It’s no secret: A clear company vision, efficient allocation of marketing dollars, and the use of digital media to support sales will accelerate the return on a marketing or PR initiative. Yet only 12% of surveyed firms are adept at all three.
Peppercom conducted a survey of 104 c-suite executives at small- and mid-size firms. The findings reveal that companies across various sectors do not have their act together. Almost half (48%) of the firms have no clear digital media strategy, absolutely no idea where and how their marketing dollars are being spent, and no agreement over the company vision at the executive level. As our findings show, the know-nothing approach comes with a high price tag of missed market opportunities, limited exposure to the target audiences, and foregone sales.
Crystallize your digital radarEffective communications is not only a function of dollars spent. Everyone’s pouring money into digital initiatives, but very few are digitally savvy. In fact, only 38% of executives believe their company has a clear digital media strategy to support sales and marketing. So it’s no surprise that only 26% believe their company’s digital media solutions are exposing them to relevant audiences and translating into sales.

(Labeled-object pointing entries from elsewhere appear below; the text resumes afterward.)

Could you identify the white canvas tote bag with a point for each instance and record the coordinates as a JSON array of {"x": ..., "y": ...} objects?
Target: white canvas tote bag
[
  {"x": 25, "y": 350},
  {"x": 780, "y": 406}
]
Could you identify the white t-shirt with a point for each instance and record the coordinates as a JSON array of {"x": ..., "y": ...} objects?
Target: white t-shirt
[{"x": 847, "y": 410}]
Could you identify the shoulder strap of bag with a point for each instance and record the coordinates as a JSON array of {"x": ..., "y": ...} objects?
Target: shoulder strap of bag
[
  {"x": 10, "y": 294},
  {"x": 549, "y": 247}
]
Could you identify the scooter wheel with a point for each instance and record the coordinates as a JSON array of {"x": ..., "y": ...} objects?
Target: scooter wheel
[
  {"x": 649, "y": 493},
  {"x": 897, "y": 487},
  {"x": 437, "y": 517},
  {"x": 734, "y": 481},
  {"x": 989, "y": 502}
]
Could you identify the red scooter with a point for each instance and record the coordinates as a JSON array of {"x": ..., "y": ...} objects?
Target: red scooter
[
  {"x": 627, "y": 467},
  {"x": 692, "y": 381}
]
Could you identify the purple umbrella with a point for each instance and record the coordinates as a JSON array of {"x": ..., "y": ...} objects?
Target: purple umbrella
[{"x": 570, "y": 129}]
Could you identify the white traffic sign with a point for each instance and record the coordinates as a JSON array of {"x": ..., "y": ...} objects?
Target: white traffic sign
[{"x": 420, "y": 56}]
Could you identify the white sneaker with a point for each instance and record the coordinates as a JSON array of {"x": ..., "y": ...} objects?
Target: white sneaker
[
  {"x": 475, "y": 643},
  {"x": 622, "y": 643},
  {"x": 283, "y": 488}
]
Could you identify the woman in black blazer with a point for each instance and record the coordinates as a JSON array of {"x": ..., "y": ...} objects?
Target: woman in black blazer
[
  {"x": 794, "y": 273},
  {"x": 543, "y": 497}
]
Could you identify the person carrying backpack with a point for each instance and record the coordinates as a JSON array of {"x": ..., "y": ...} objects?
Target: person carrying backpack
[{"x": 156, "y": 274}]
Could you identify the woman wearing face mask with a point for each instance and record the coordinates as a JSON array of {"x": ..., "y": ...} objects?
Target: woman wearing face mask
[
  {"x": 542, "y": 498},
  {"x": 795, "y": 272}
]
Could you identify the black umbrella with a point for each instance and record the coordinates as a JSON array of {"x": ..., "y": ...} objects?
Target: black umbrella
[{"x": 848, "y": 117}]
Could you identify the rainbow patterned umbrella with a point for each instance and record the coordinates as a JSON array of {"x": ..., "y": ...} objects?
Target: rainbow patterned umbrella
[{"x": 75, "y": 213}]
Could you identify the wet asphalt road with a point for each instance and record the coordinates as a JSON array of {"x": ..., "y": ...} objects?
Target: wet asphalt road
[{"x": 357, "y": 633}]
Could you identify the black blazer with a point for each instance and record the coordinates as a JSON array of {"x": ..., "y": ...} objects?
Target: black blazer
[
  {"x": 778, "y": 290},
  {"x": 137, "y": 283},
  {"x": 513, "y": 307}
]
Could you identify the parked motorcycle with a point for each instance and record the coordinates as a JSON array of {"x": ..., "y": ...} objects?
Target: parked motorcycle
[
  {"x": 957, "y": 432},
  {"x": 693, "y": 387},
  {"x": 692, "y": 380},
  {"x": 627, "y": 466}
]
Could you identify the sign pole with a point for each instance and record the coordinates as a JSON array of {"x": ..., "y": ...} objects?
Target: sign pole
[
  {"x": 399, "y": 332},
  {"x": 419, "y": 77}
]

But what’s more telling are the specifics of the two groups: those that do digital right and those that don’t. Of the former group, 60% report having exposure to relevant audiences which is translating into sales, while 95% of the latter group believe exposure and sales have not increased as a result of digital media initiatives.
A wasteful tide lifts no boats
Budgets may be tight, but spending doesn’t seem to be. Less than half (46%) of corporate executives know how and where marketing dollars are being allocated and how consumers are responding. This poor allocation of resources is invariably correlated with a lack of adaptability and market agility, and translates into missed market opportunities and the potential for growth.
As a matter of fact, companies that know where and how marketing dollars are channeled use resources efficiently and can quickly reposition according to growth potential. That is why 63% of this efficient group report their company’s core competencies are being resourcefully used, while 67% are ready to take advantage of market opportunities and 85% are prepared to respond to shifts in the business climate. However, where marketing outlays are an untraceable and unplanned process, core competencies are not efficiently utilized (64%) and, as a result, very few are prepared to respond to business climate shifts (44%), let alone take advantage of market opportunities (25%).
The trickledown of a company vision
At the end of the day, a company without coherent leadership is like a ship without a captain. Our findings confirm that internal consensus among senior management regarding a common company vision has a direct and positive effect on internal and external communications. Where senior managers have a clear direction, employees and strategic partners can not only describe, but subscribe to the company value proposition. To survive in today’s economic climate, senior management, employees and strategic partners need to work off of the same compass; else they will be lost at sea.
In companies where senior managers agree on the company vision, 53% report that a majority of their employees can describe the unique value proposition, while 65% report having external strategic partners that know and share the company vision. More alarming, however, is the finding that when senior managers are split, 88% have employees that cannot describe the value proposition, while an astounding 96% believe that external strategic partners don’t know, let alone share, the company vision.
There are no barriers to entry
The results are clear: A company vision, an efficient allocation of marketing dollars, and a clear digital strategy will not necessarily result in a competitive advantage, but falling short will guarantee a competitive disadvantage. Only one out of 10 firms gets all of it right, and that means there’s plenty of room for more.
About the Survey
Peppercom’s Business Intelligence Group conducted a detailed statistical analysis of a 2009, 10-question survey taken by 104 c-suite executives at small to medium sized firms. The study was administered to uncover the gaps in company vision, allocation of marketing dollars, and the use of digital media at firms most sensitive to the current economic climate.